Since then, more than 311,000 kids have been exposed to gun violence in schools during school hours, according to an analysis from the Washington Post.

The Denver North High School shooting is not on that list.

Because the shooting never happened. Because a student by the name of Aaron Stark did not choose to act on his rage against the world.

“In 1996, I was really depressed. I was homeless. I had grown up in a really dark and violent family and I internalized that,” said Stark.

“I was told I was the monster a lot. I was told I was worthless. I was told I was nothing and when you’re told that enough, you’ll try to be the best monster you can be.”

Stark first shared his story in a 2018 open letter titled, “I was almost a school shooter.”

He says after the Marjory Stoneman Douglas School shooting in Parkland, Florida claimed the lives of 17 people, he felt compelled to let the world know something he had never shared with anyone previously.

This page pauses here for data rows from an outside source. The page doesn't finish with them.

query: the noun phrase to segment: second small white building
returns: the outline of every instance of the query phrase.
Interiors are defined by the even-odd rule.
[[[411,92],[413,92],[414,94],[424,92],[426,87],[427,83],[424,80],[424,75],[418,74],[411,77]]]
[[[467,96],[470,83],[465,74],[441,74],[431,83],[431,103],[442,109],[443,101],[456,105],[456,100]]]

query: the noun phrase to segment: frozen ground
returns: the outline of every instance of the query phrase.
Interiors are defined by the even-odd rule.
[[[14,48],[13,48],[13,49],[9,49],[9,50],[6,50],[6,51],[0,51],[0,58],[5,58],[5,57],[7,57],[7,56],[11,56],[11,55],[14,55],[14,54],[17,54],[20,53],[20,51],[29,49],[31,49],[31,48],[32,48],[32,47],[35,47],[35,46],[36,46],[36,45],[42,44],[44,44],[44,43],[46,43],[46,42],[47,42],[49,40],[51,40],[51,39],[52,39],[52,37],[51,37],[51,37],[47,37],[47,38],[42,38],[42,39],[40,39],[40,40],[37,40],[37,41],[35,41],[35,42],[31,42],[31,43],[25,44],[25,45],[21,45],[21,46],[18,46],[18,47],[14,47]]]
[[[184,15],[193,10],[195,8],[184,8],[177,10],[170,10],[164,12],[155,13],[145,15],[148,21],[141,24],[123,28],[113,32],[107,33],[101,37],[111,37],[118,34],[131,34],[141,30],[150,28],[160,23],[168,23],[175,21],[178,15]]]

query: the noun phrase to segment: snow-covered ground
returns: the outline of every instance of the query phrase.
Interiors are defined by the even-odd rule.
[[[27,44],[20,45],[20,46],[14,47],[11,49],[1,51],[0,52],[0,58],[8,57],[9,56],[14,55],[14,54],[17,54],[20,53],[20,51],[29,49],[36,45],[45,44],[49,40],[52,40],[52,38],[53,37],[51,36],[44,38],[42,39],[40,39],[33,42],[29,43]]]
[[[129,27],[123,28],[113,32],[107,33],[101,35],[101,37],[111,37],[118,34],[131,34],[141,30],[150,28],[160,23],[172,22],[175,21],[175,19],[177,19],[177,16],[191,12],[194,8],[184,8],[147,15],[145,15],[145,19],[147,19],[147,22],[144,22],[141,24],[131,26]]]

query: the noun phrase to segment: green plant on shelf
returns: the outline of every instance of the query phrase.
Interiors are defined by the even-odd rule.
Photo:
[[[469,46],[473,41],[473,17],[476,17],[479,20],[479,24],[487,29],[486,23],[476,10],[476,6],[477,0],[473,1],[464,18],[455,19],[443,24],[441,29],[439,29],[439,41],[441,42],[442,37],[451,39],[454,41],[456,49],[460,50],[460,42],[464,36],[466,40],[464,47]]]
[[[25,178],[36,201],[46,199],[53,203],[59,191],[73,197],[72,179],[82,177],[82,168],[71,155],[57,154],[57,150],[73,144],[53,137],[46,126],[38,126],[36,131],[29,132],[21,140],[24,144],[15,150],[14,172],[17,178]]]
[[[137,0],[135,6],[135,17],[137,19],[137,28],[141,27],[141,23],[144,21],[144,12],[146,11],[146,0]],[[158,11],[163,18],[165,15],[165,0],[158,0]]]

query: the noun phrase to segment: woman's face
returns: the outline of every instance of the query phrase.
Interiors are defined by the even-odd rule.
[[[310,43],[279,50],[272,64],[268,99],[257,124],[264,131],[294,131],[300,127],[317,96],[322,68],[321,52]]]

“I was going to attack either the mall food court down the street or my school,” said Stark in a recent sit-down conversation with Scripps National Correspondent Dan Grossman.

“The point of my attack wasn’t going to be to attack the students. It wasn’t going to be to attack the school. That was the damage that was going to be caused. The point of my attack was to make my parents deal with creating a monster."

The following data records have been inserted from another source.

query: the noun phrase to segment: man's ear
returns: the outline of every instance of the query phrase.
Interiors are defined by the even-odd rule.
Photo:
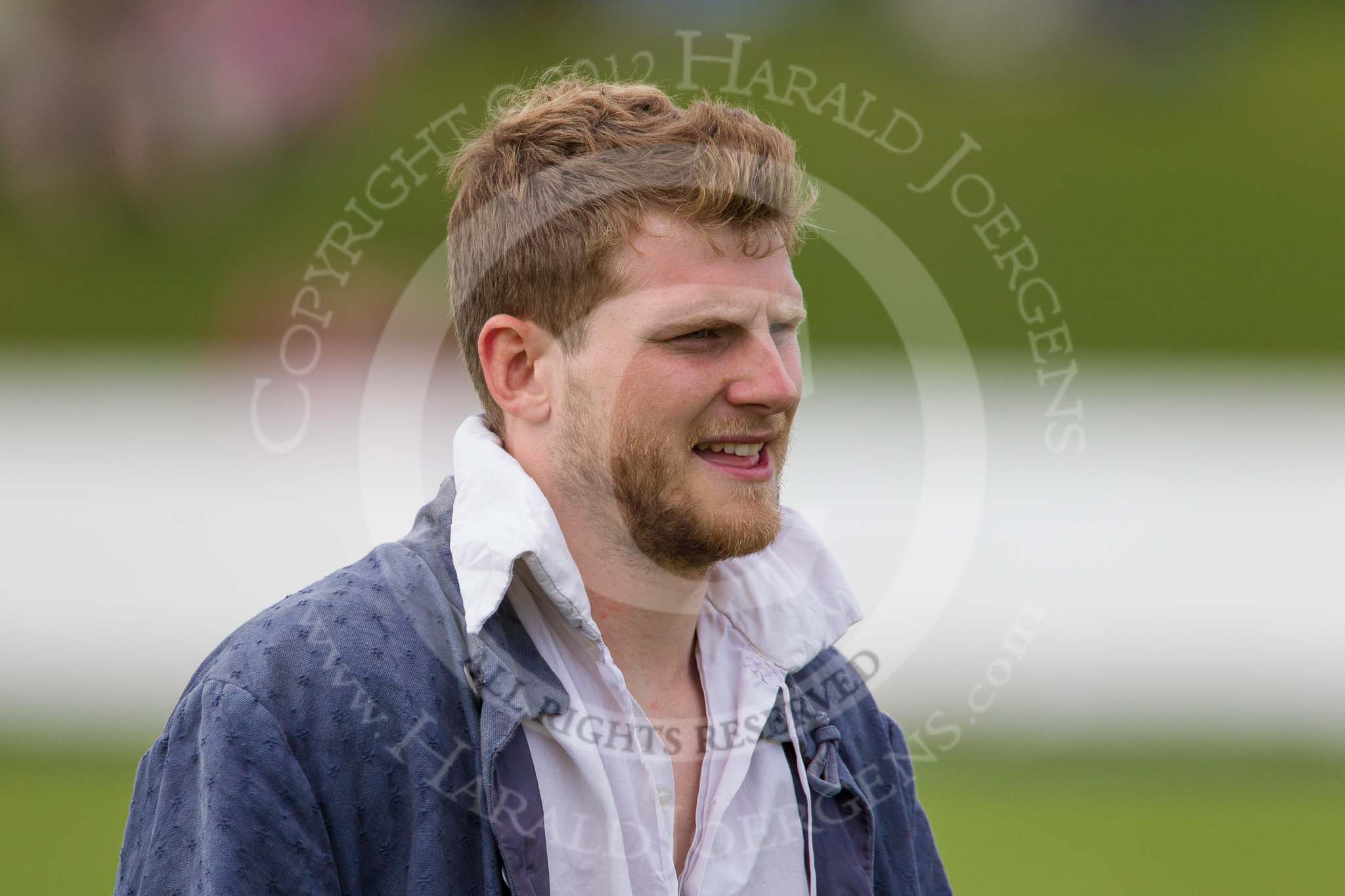
[[[550,377],[560,345],[543,328],[511,314],[496,314],[482,326],[476,353],[491,398],[500,410],[527,423],[551,412]]]

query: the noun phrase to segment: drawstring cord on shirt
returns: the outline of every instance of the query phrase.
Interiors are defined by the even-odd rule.
[[[803,767],[803,747],[799,744],[799,732],[794,727],[794,711],[790,708],[790,684],[781,681],[780,686],[784,688],[784,724],[790,728],[790,743],[794,744],[794,764],[795,770],[799,772],[799,783],[803,785],[803,802],[807,806],[808,817],[808,896],[818,896],[818,869],[812,861],[812,793],[810,789],[810,774],[808,770]],[[831,728],[831,725],[827,725]],[[835,731],[835,728],[831,728]],[[818,752],[818,759],[822,754]],[[816,759],[814,759],[814,763]],[[833,750],[834,762],[834,750]]]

Stark says after years of bullying in school and abuse at home, he had enough and had planned to shoot up Denver’s North High School when he was 17. He had planned to get a gun from a classmate and bring it to school and kill as many people as he could before he killed himself.

The shooting never happened, though, because only days before the attack was set to take place, Aaron stopped by the home of a good friend who, unaware of Aaron’s plan, invited him inside his home for a meal after seeing the rough shape he was in.

He fed him, consoled him, and Aaron’s friend told him he was a good kid in a bad world.

Those words forced Aaron off the ledge he had built.

“I had never had anything like that. I had never had anybody in my entire world validate my existence with that kind of passion,” said Stark.

“I looked at this kid [who committed the Uvalde school shooting] and he committed one of the worst possible actions you could ever even contemplate. He shot a whole school of school children and all I saw when I looked at that story was I saw me 30 years ago. I saw the pain that I was going through. I saw the depression I was in. I saw the self-harm."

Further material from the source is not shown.